The story of FLARE: Fast Low-rank Attention Routing Engine

Attention, the core mechanism of transformers, becomes prohibitively expensive at large sequence lengths. This post explains the ideas behind FLARE, an attention operator designed to retain global communication while scaling to million-token regimes on a single GPU.

Rather than focusing on architectural novelty for its own sake, the goal is to understand attention as a communication operator and ask a simple question: can we keep the benefits of global message passing without paying the full quadratic cost?

This post complements our latest paper (arXiv:2508.12594). See my dissertation proposal talk on this topic!

FLARE overview


Why this problem is hard

Attention is now used across language, vision, and scientific machine learning. The scaling bottleneck appears everywhere. For a sequence of $N$ tokens, standard self-attention requires $O(N^2)$ compute and memory, which quickly becomes impractical beyond tens of thousands of tokens.

We are particularly motivated by partial differential equation (PDE) surrogate modeling, one of the most demanding settings for attention:

  • Inputs are large and geometry dependent.
  • Meshes are often unstructured, so ordering tricks are unreliable.
  • Accurate predictions require long-range interactions across the domain.

Linear attention methods reduce cost but often struggle to match accuracy in these regimes. The challenge is not just scaling attention, but scaling it without losing expressive global communication.


PDE surrogate modeling

For a PDE

$$ \mathcal{L}(\boldsymbol{x}, t, \boldsymbol{u}; \boldsymbol{\mu}), \quad \boldsymbol{x}\in\Omega, $$
we view learning as approximating a solution operator \(\mathcal{G}\) that maps parameters to fields:
$$ \boldsymbol{u}(\boldsymbol{x})=\mathcal{G}(\boldsymbol{\mu})(\boldsymbol{x}). $$
In practice, we train on many \(\boldsymbol{\mu}\to \boldsymbol{u}\) pairs and require generalization to unseen \(\boldsymbol{\mu}\).
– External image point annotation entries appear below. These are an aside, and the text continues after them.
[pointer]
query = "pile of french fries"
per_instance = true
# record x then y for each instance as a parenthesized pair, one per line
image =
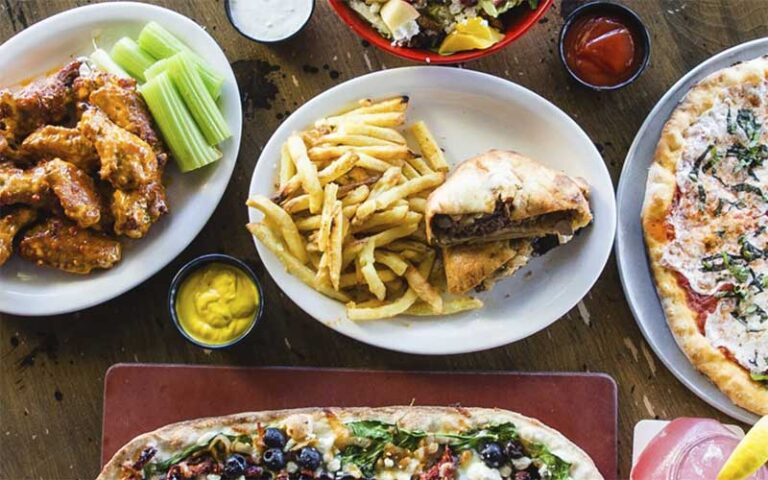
(348, 216)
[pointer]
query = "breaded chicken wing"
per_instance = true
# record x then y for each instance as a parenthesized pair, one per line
(136, 210)
(51, 185)
(29, 187)
(75, 191)
(10, 224)
(127, 110)
(127, 161)
(60, 244)
(48, 100)
(68, 144)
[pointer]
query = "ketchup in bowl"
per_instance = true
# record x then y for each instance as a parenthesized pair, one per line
(688, 449)
(604, 45)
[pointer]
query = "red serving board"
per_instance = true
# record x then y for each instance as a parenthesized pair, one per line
(139, 398)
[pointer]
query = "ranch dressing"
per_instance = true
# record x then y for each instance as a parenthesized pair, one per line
(269, 20)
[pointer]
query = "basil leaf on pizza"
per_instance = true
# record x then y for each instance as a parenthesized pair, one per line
(705, 219)
(394, 443)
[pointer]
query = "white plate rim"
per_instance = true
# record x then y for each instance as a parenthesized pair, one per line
(32, 308)
(686, 373)
(282, 132)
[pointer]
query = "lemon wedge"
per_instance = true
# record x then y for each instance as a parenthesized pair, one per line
(751, 453)
(471, 34)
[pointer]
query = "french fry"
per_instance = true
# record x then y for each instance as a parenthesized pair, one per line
(284, 222)
(420, 165)
(450, 307)
(403, 245)
(287, 167)
(351, 140)
(417, 204)
(382, 152)
(367, 268)
(307, 172)
(292, 264)
(392, 260)
(385, 119)
(397, 104)
(388, 310)
(338, 167)
(388, 134)
(371, 163)
(335, 250)
(296, 204)
(386, 218)
(326, 215)
(429, 147)
(423, 289)
(390, 196)
(348, 280)
(358, 195)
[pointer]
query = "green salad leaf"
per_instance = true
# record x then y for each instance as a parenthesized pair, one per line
(558, 468)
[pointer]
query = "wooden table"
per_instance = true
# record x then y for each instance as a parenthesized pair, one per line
(53, 368)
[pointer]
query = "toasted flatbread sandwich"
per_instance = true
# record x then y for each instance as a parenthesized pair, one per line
(479, 265)
(502, 195)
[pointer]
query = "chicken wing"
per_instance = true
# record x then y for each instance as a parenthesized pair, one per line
(10, 224)
(127, 110)
(60, 244)
(75, 191)
(68, 144)
(48, 100)
(29, 187)
(127, 161)
(136, 210)
(51, 185)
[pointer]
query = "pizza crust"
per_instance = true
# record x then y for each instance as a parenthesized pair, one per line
(729, 377)
(174, 437)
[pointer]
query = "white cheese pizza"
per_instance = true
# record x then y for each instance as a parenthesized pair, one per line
(390, 443)
(706, 229)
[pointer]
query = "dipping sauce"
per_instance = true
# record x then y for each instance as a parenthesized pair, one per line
(603, 49)
(216, 303)
(269, 20)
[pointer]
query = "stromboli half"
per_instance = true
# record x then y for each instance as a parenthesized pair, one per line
(503, 195)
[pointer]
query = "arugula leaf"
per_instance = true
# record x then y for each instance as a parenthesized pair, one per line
(378, 435)
(558, 468)
(474, 439)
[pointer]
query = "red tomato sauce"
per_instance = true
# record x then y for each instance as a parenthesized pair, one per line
(703, 305)
(602, 50)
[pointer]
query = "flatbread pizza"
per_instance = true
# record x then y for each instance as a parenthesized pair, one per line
(706, 229)
(390, 443)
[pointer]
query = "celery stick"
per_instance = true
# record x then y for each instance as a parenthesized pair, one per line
(131, 57)
(187, 144)
(187, 81)
(157, 68)
(103, 61)
(160, 43)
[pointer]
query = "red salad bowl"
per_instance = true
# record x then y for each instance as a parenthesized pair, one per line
(518, 21)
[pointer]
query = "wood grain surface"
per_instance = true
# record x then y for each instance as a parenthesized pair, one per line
(52, 369)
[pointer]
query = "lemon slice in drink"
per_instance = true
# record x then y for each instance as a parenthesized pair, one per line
(750, 454)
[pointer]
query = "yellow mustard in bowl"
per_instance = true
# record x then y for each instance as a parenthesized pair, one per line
(217, 303)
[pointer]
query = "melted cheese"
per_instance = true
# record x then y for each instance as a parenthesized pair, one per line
(713, 218)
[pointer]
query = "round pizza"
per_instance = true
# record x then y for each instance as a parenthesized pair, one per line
(390, 443)
(705, 220)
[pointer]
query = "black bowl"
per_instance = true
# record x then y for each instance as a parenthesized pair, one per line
(193, 265)
(259, 40)
(634, 23)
In the slide below, \(\boldsymbol{\mu}\) is effectively the geometry \(\Omega\), and the target is a strain field on unseen domains.

Slide 15: PDE surrogate motivation

Token mixing in transformers

A transformer block is conceptually two operations:

  1. pointwise nonlinear transforms (MLPs),
  2. global message passing (self-attention).

Slide 16: Transformer ingredients for PDEs

For PDE data, we avoid token clustering heuristics and treat each mesh point as a token. Standard attention computes, for each output token, a distribution over all inputs:

$$ y_n = \sum_m \frac{\exp\left(q_n^T \cdot k_l \right)}{\sum_l \exp \left(q_n^\top \cdot k_l \right)} v_l $$

This all-to-all routing is powerful but expensive. At million-token scale, even a single forward-backward pass can take tens of seconds. The goal is to keep global communication while reducing the number of messages that must be exchanged.

Slide 17: Quadratic self-attention bottleneck

Why global communication still matters

In many physical systems, forward operators are local, but solution operators are effectively dense. A model that communicates only locally will miss long-range dependencies that determine the final field.

However, physical signals are often smooth at resolved scales. Smoothness implies redundancy: nearby tokens frequently carry similar information for distant targets. This suggests we may not need to send separate messages from every token if we can aggregate similar ones.

This observation motivates a low-rank communication view of attention.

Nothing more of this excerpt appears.